Austin and Ross glared at each other.
Her head pounded. She dropped into the large leather chair, face in her hands. She sensed him near, could feel his presence as if they’d not spent all the past months apart. She rose and pushed him back. “Get out of my office,” she croaked. “Both of you. Just leave me alone.”
She moved to the bank of windows and tried not to faint, willing them away. When she turned, they were gone.
Ross went through the motions of the beer dinner, doing his usual commentary, making recommendations about pairings and other random crap, the chill coming from Evelyn’s side of the pub palpable. On the one hand, his whole body still buzzed from the encounter with Austin and Evelyn. On the other, he found it hard to take a full breath. He held the bridge of his nose, willing the pressure out of his skull.
A baby. He was going to be a father. Something in him seemed to rise up and want to beat its chest every time he thought of that. His baby, with her, Evelyn, his goddess, his friend, his lover, the woman who loved another man more than she loved him.
Dear Lord but he had to fix this now.
“What’s that?” He looked down at the woman asking him another question about his background. She smiled at him in a way that indicated she’d like to know more about the background of what lay behind his zipper.
He suppressed a groan of frustration and launched into the same old story.
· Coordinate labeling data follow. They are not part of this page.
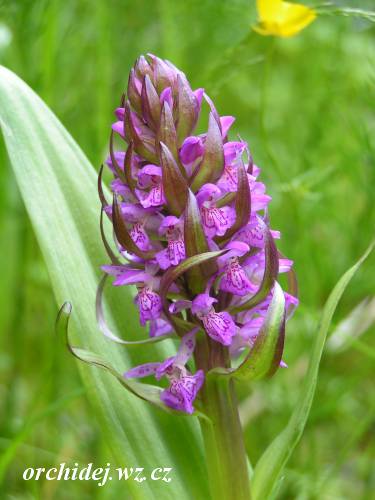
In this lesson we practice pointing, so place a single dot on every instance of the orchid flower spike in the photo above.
(192, 234)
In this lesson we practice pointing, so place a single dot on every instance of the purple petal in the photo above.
(182, 392)
(202, 303)
(226, 123)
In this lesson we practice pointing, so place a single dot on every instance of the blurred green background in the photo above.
(306, 107)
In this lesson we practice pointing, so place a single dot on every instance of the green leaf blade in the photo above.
(273, 460)
(59, 187)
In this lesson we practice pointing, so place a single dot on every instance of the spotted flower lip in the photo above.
(191, 230)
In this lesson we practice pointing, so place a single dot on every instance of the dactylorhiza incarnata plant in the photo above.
(192, 233)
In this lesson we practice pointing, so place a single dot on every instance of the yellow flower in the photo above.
(283, 19)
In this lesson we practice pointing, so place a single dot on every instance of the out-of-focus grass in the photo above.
(306, 107)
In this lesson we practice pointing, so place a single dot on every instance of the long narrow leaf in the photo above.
(58, 185)
(273, 460)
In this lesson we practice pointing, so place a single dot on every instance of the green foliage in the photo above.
(58, 185)
(304, 105)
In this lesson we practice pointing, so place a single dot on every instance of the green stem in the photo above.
(226, 459)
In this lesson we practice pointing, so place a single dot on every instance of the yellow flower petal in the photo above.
(283, 19)
(267, 9)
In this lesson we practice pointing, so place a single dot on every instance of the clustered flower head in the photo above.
(191, 229)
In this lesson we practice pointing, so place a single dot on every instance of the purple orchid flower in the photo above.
(178, 197)
(184, 386)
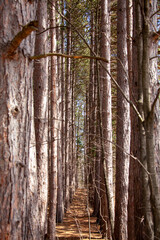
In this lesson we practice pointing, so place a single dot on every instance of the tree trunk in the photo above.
(67, 115)
(123, 127)
(18, 169)
(148, 80)
(107, 104)
(40, 77)
(53, 161)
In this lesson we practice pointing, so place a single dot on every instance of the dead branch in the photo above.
(16, 41)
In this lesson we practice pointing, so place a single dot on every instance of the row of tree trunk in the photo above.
(55, 110)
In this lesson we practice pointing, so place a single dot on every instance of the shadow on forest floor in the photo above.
(77, 222)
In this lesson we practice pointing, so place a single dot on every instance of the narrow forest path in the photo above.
(77, 223)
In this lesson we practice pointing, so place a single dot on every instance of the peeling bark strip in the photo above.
(16, 41)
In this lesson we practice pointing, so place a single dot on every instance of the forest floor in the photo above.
(78, 223)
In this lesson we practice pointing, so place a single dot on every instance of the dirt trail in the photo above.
(77, 223)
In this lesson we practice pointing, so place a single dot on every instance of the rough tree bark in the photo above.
(53, 160)
(18, 170)
(123, 127)
(106, 104)
(40, 78)
(150, 123)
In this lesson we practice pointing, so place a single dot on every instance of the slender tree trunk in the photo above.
(135, 213)
(67, 116)
(60, 202)
(41, 115)
(18, 169)
(147, 83)
(53, 163)
(123, 127)
(107, 104)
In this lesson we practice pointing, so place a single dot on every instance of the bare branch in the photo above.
(94, 54)
(16, 41)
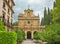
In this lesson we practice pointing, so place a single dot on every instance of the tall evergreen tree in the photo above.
(47, 17)
(56, 12)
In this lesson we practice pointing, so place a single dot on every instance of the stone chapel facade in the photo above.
(29, 23)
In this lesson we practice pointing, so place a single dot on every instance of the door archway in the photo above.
(28, 35)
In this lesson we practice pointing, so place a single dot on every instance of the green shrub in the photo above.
(8, 37)
(2, 27)
(20, 35)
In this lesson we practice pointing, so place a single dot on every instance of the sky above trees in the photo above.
(36, 5)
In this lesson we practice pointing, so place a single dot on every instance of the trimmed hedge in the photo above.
(8, 38)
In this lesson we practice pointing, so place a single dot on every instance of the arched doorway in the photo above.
(28, 35)
(34, 34)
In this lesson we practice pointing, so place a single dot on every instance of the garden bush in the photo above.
(8, 37)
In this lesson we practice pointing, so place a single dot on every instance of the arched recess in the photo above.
(28, 35)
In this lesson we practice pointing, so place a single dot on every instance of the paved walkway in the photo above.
(28, 42)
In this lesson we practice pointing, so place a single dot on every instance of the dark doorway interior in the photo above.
(28, 35)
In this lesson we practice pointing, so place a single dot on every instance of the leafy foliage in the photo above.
(15, 23)
(8, 38)
(36, 36)
(56, 12)
(51, 34)
(20, 35)
(2, 27)
(47, 17)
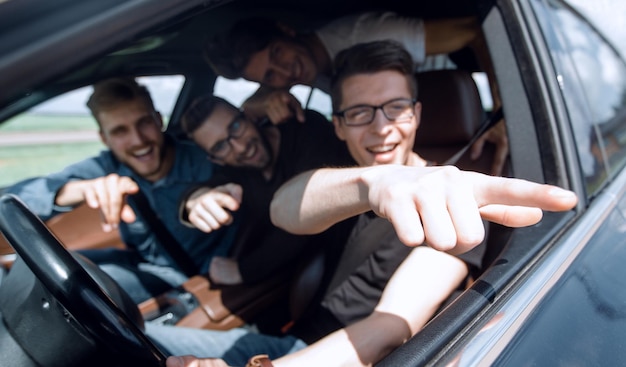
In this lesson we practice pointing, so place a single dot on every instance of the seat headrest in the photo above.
(451, 108)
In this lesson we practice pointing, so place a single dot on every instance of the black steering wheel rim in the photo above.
(72, 286)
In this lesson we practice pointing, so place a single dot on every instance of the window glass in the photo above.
(237, 91)
(592, 77)
(61, 131)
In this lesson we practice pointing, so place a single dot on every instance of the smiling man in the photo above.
(256, 160)
(140, 157)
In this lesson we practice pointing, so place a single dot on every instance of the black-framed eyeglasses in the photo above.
(235, 130)
(396, 110)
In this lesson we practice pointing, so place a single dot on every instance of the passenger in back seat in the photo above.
(356, 322)
(256, 160)
(140, 157)
(278, 57)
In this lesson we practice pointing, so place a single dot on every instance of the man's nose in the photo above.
(282, 75)
(238, 146)
(380, 124)
(137, 137)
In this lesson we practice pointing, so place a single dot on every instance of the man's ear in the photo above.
(286, 29)
(102, 137)
(338, 128)
(159, 120)
(418, 114)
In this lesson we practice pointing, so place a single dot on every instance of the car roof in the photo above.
(141, 37)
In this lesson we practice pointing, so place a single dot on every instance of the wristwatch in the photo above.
(260, 360)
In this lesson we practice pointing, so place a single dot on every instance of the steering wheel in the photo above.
(72, 286)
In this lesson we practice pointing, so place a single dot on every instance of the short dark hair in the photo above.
(199, 110)
(368, 58)
(110, 93)
(229, 53)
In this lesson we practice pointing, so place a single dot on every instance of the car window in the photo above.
(237, 91)
(592, 78)
(61, 131)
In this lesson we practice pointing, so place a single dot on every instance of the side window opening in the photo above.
(237, 91)
(62, 131)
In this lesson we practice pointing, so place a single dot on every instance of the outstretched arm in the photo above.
(209, 208)
(430, 275)
(441, 206)
(108, 194)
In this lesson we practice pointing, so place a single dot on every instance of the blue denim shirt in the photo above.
(191, 167)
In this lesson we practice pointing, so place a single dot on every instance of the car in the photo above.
(549, 294)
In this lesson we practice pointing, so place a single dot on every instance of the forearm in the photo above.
(71, 194)
(360, 344)
(431, 276)
(315, 200)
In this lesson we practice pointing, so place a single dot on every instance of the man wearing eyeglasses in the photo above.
(396, 289)
(256, 160)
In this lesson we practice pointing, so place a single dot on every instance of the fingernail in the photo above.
(562, 193)
(175, 361)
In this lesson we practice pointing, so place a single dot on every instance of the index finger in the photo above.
(517, 192)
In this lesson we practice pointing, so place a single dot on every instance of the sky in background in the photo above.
(164, 91)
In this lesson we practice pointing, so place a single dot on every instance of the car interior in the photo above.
(455, 111)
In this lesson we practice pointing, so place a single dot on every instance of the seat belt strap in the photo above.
(486, 125)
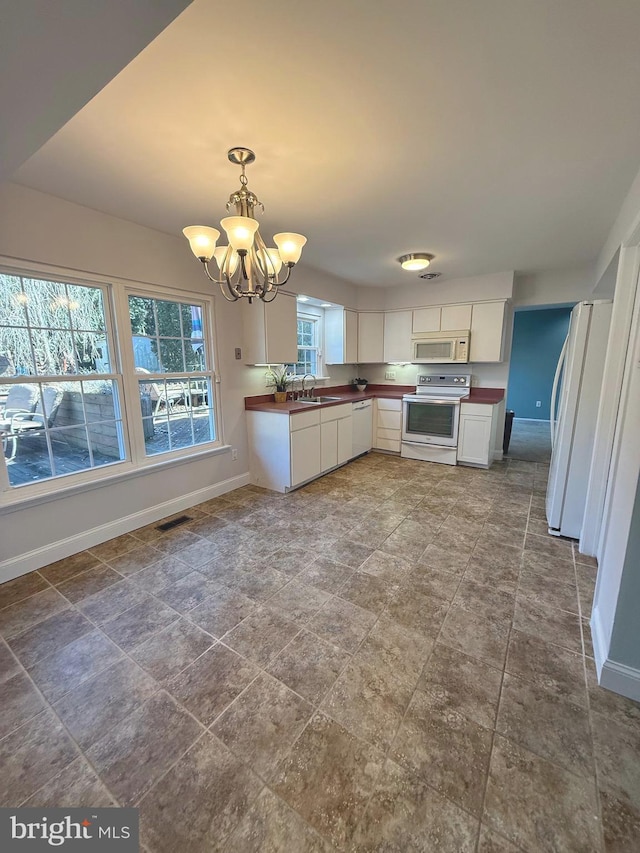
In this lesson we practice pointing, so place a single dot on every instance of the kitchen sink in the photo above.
(317, 400)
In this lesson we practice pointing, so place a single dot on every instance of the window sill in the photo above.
(11, 503)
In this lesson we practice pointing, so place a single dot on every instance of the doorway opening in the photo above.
(538, 335)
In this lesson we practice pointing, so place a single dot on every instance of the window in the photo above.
(59, 396)
(176, 393)
(67, 408)
(309, 354)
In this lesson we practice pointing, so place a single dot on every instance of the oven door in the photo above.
(430, 421)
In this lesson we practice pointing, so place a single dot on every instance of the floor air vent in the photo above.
(176, 522)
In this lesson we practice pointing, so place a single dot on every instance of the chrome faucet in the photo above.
(312, 387)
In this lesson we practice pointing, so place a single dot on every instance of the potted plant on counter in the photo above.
(281, 380)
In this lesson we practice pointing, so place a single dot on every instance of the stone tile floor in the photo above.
(396, 658)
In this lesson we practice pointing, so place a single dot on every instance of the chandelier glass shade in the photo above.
(415, 260)
(246, 266)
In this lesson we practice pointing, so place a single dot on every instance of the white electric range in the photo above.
(431, 416)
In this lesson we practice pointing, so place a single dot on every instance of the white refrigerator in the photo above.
(574, 410)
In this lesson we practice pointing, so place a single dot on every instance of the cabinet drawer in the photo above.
(389, 420)
(333, 413)
(304, 419)
(481, 410)
(389, 405)
(388, 433)
(388, 444)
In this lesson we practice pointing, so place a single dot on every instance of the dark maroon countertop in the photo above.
(265, 403)
(490, 396)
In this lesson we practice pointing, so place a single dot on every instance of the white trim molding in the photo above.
(612, 675)
(40, 557)
(621, 678)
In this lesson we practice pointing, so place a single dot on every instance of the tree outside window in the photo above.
(308, 347)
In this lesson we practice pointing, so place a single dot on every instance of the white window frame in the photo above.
(132, 378)
(318, 334)
(116, 305)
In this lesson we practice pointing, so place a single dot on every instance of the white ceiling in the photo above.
(498, 135)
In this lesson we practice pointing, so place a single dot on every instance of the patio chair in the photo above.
(21, 399)
(33, 423)
(163, 395)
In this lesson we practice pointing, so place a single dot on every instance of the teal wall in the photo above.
(537, 340)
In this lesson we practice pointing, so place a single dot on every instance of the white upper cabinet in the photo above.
(271, 331)
(371, 338)
(426, 320)
(351, 336)
(487, 331)
(341, 336)
(397, 335)
(455, 318)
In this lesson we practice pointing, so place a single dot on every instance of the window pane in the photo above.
(15, 352)
(177, 346)
(12, 301)
(53, 351)
(168, 314)
(142, 316)
(86, 308)
(176, 414)
(172, 356)
(46, 304)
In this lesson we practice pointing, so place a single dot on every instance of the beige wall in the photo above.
(554, 287)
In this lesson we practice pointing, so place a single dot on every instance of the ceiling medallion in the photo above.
(415, 260)
(247, 267)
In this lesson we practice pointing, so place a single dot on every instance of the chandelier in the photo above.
(247, 266)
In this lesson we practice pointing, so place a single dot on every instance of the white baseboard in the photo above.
(612, 675)
(40, 557)
(600, 643)
(622, 679)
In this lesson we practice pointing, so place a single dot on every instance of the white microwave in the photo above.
(441, 347)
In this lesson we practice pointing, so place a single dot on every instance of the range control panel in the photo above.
(448, 380)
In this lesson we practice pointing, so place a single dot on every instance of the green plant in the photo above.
(280, 378)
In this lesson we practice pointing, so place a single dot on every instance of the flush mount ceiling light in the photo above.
(247, 267)
(415, 260)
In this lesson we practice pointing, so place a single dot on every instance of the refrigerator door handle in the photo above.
(554, 390)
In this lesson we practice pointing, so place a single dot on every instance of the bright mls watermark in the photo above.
(81, 830)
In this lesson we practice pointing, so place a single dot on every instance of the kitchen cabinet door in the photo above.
(474, 439)
(371, 338)
(345, 439)
(397, 335)
(328, 445)
(341, 336)
(455, 318)
(487, 331)
(350, 337)
(426, 320)
(305, 454)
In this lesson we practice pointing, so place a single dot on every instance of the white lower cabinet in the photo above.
(287, 451)
(477, 436)
(388, 425)
(336, 429)
(305, 454)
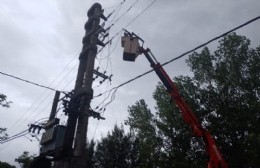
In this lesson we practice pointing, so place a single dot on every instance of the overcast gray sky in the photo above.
(41, 42)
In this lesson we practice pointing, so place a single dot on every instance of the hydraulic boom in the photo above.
(131, 50)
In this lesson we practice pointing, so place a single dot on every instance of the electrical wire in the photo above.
(27, 81)
(182, 55)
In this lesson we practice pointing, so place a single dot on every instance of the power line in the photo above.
(180, 56)
(27, 81)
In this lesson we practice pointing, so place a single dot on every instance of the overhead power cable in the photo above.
(27, 81)
(180, 56)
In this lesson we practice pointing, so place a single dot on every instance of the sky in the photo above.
(41, 42)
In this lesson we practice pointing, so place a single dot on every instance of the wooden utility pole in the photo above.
(77, 125)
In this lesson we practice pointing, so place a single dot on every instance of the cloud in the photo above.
(41, 42)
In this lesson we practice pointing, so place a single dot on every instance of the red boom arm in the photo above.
(215, 157)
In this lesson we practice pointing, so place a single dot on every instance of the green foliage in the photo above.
(224, 94)
(141, 122)
(25, 159)
(229, 97)
(116, 150)
(5, 165)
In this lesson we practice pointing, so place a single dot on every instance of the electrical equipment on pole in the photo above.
(131, 50)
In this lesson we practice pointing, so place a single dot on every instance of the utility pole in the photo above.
(80, 111)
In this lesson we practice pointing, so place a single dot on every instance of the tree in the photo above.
(116, 150)
(5, 165)
(142, 126)
(25, 159)
(224, 94)
(228, 96)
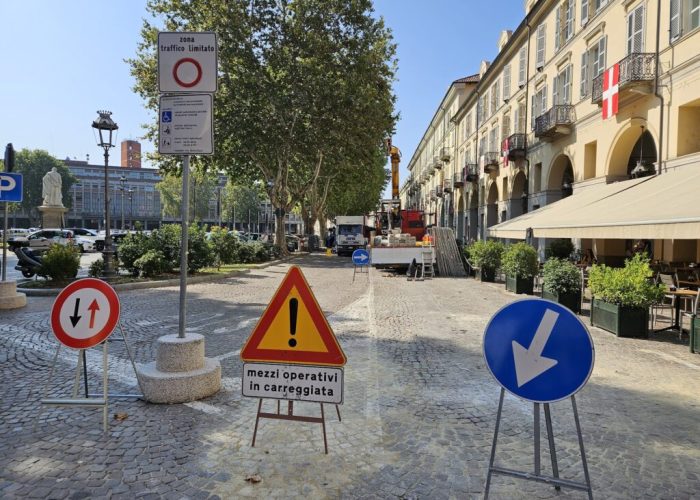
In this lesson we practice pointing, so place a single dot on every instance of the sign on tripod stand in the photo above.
(541, 352)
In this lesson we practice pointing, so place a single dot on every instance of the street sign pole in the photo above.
(183, 244)
(556, 363)
(4, 244)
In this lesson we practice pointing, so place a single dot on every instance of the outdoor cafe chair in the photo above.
(668, 301)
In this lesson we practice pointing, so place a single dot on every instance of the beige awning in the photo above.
(665, 206)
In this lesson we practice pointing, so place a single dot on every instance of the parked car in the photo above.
(85, 238)
(44, 238)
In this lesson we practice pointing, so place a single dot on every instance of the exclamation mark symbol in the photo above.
(293, 307)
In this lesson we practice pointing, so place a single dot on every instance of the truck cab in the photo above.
(349, 234)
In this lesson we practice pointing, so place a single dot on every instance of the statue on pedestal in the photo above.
(51, 192)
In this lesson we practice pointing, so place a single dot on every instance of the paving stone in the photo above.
(418, 414)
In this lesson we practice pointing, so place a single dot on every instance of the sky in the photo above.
(64, 60)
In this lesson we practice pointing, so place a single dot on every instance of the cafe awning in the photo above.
(665, 206)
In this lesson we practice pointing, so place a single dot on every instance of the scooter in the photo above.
(28, 261)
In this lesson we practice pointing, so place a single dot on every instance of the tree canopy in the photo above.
(304, 101)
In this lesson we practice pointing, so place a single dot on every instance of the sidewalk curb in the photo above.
(50, 292)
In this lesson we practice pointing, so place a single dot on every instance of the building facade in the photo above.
(585, 99)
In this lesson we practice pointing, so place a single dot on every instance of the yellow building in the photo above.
(586, 126)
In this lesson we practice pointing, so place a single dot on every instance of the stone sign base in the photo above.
(52, 217)
(180, 373)
(9, 298)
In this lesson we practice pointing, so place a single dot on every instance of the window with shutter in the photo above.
(675, 28)
(540, 45)
(694, 14)
(506, 83)
(569, 21)
(557, 29)
(635, 31)
(583, 84)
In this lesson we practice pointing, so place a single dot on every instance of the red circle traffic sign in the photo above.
(197, 66)
(84, 313)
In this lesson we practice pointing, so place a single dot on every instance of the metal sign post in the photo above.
(294, 355)
(541, 352)
(84, 314)
(361, 262)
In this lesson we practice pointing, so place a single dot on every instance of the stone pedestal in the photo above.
(180, 373)
(9, 298)
(52, 217)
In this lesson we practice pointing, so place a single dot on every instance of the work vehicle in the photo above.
(400, 231)
(349, 234)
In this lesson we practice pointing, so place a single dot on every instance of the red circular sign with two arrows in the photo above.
(85, 313)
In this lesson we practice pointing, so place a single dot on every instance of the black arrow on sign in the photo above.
(75, 318)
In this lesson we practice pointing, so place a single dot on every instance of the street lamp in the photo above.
(106, 128)
(130, 192)
(122, 181)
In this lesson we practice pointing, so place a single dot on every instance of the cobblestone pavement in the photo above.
(417, 421)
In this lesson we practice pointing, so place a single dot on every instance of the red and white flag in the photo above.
(611, 91)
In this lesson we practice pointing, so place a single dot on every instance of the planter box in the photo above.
(486, 274)
(695, 335)
(572, 300)
(622, 321)
(520, 285)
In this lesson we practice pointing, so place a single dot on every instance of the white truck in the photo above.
(349, 233)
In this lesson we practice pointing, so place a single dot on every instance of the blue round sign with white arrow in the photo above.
(360, 257)
(538, 350)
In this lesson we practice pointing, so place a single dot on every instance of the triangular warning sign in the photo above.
(293, 329)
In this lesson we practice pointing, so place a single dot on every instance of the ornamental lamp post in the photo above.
(106, 129)
(122, 187)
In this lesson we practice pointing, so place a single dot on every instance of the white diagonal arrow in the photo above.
(529, 363)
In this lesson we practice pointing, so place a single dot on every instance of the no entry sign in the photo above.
(85, 313)
(187, 62)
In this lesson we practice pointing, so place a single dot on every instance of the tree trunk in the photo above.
(280, 233)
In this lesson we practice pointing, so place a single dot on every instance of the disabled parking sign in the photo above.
(538, 350)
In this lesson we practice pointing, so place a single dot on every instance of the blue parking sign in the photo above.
(538, 350)
(10, 187)
(360, 257)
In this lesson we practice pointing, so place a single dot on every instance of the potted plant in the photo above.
(486, 257)
(521, 266)
(622, 296)
(562, 283)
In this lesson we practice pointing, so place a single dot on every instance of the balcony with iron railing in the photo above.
(471, 172)
(514, 147)
(489, 161)
(445, 154)
(637, 73)
(555, 123)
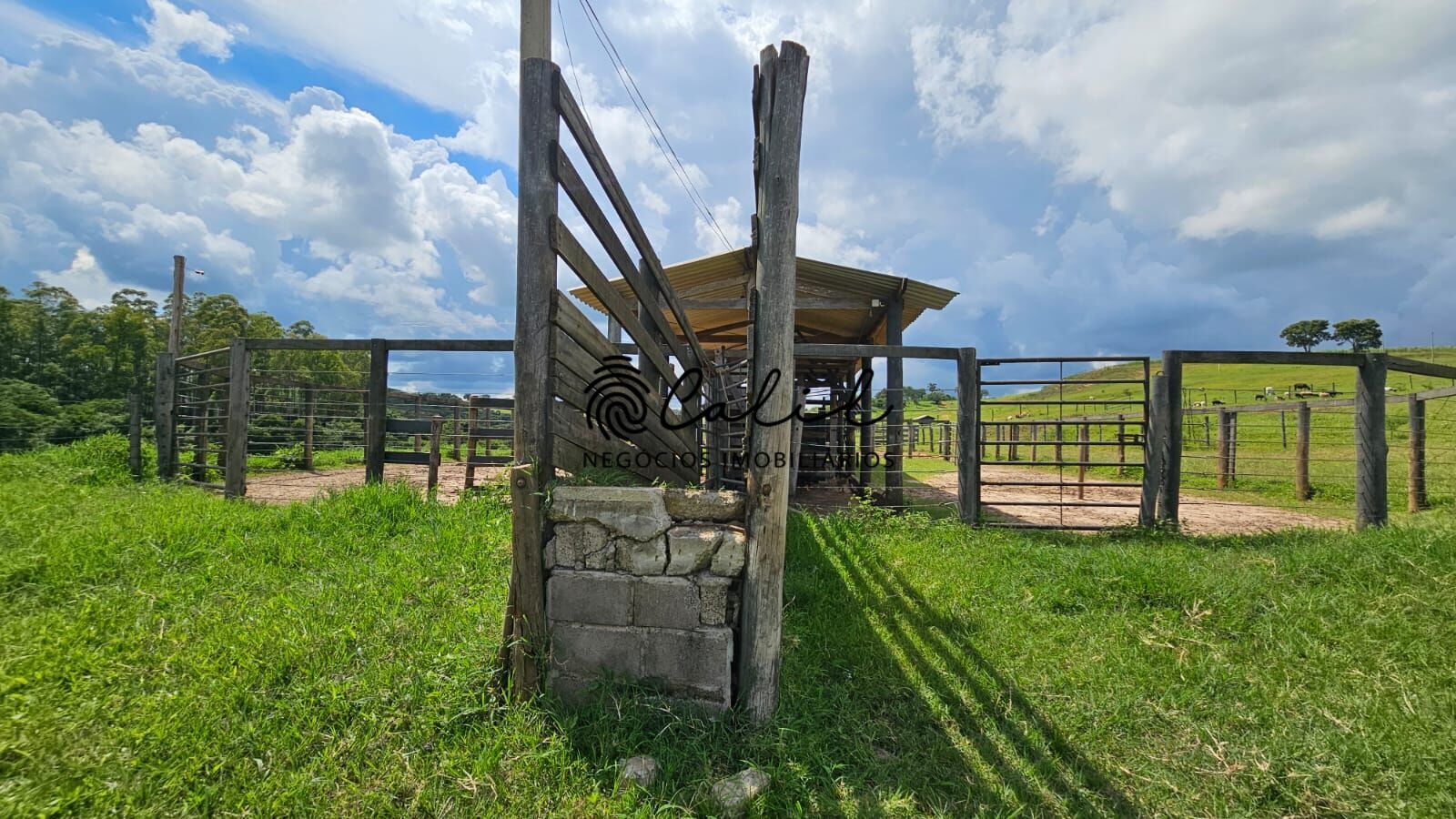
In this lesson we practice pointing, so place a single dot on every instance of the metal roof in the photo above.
(724, 276)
It wasn’t that he minded telling it. It was that, at this particular moment, he would rather be talking to Evelyn, alone.
He glanced at her, admired the sexy curve of her waist, the delectable swell of her hips in his usual kneejerk fashion. She seemed sexier to him now, knowing what he knew, if that were possible. Even though the memory of Austin’s haunted eyes as he ran from the office then stumbled down the metal stairs were etched in his brain.